Question Hello I'm a student working on a project for school. I need to talk to an expert. I have many questions but here are some: Why does no one know if they really exist? What were some of the plants in the gardens? How were the plants watered? Did the king hire people to maintain the garden or did no one maintain it?
Answer Hello,
actually the hanging gardens of Babylon, one of the Seven Wonders of the World, perhaps built in the sixth century BC by Nebuchadnezzar for his wife, and destroyed by several earthquakes after the 2nd century BC, belong to the Babylonian history which has nothing to do with Ancient Greek and Roman History that are my field of expertise, as you can see at my profile.
Anyway I can tell you that:
1- we know that the hanging gardens of Babylon really existed thanks to two reliable sources, i.e. DIODORUS SICULUS (Greek historian who flourished in the 1st century BC) and STRABO, Greek historian and geographer (born 63/64 BC – died ca.
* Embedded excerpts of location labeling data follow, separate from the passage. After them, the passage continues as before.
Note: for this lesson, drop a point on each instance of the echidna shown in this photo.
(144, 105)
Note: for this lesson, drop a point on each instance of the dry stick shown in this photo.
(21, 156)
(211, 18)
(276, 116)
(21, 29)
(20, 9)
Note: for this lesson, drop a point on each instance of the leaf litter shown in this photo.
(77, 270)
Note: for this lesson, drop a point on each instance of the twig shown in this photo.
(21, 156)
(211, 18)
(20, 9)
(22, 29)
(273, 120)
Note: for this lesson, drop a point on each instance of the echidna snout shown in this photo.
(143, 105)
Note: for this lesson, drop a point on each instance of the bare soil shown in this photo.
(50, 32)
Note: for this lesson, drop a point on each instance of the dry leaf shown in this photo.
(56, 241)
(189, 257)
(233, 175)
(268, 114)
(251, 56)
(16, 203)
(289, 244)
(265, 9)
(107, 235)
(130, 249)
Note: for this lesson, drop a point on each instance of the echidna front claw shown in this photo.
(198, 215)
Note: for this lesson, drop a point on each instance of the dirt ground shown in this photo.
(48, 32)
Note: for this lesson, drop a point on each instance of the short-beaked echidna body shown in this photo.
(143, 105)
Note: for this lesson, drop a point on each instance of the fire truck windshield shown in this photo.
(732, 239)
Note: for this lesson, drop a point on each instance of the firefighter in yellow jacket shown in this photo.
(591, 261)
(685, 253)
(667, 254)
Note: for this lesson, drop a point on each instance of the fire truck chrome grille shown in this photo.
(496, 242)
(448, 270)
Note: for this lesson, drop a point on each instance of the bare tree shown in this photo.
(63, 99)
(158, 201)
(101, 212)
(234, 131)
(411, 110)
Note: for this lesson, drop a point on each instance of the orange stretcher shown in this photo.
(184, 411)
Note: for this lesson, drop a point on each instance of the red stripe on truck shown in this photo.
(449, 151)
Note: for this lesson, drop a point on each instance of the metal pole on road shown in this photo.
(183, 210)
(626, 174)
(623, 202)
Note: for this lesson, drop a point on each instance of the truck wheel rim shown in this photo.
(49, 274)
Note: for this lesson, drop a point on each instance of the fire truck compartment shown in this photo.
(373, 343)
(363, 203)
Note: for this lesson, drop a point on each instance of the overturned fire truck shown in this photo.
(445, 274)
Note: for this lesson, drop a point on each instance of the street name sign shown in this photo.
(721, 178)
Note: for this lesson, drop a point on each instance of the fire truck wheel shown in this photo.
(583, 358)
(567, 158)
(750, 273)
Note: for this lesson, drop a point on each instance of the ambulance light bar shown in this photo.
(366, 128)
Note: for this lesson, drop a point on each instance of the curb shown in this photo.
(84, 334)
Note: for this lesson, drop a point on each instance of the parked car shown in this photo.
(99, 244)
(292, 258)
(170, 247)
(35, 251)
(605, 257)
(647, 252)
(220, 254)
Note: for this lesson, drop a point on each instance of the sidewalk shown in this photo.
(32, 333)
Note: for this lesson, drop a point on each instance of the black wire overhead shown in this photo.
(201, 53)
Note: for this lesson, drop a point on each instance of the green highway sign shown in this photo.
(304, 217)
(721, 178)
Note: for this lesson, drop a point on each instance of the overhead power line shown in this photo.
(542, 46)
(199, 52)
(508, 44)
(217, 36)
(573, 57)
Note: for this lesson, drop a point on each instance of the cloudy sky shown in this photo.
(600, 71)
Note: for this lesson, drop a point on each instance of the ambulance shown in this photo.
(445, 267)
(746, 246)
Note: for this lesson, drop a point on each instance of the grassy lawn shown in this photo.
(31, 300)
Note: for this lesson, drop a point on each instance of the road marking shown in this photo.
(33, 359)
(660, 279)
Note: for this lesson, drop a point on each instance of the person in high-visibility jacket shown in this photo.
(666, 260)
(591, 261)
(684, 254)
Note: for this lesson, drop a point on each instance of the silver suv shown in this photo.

AD 24).
It seems however that they both have elaborated the information found in Berossus, a Chaldean priest who lived in the late 4th century BC.
Diodorus describes the hanging gardens as a "series of superimposed terraces of reducing size, rising to a height of 75 feet (100 feet (30 m) long by 100 feet (30 m) wide , while Strabo says that they were much larger, with a square base with each side 400 feet long.
2-both Diodorus and Strabo say that in the gardens there was every kind of trees and plants.
3-both Diodorus and Strabo say that the water was brought from the Euphrates River to the garden by some conduits for the water which was raised by pumps.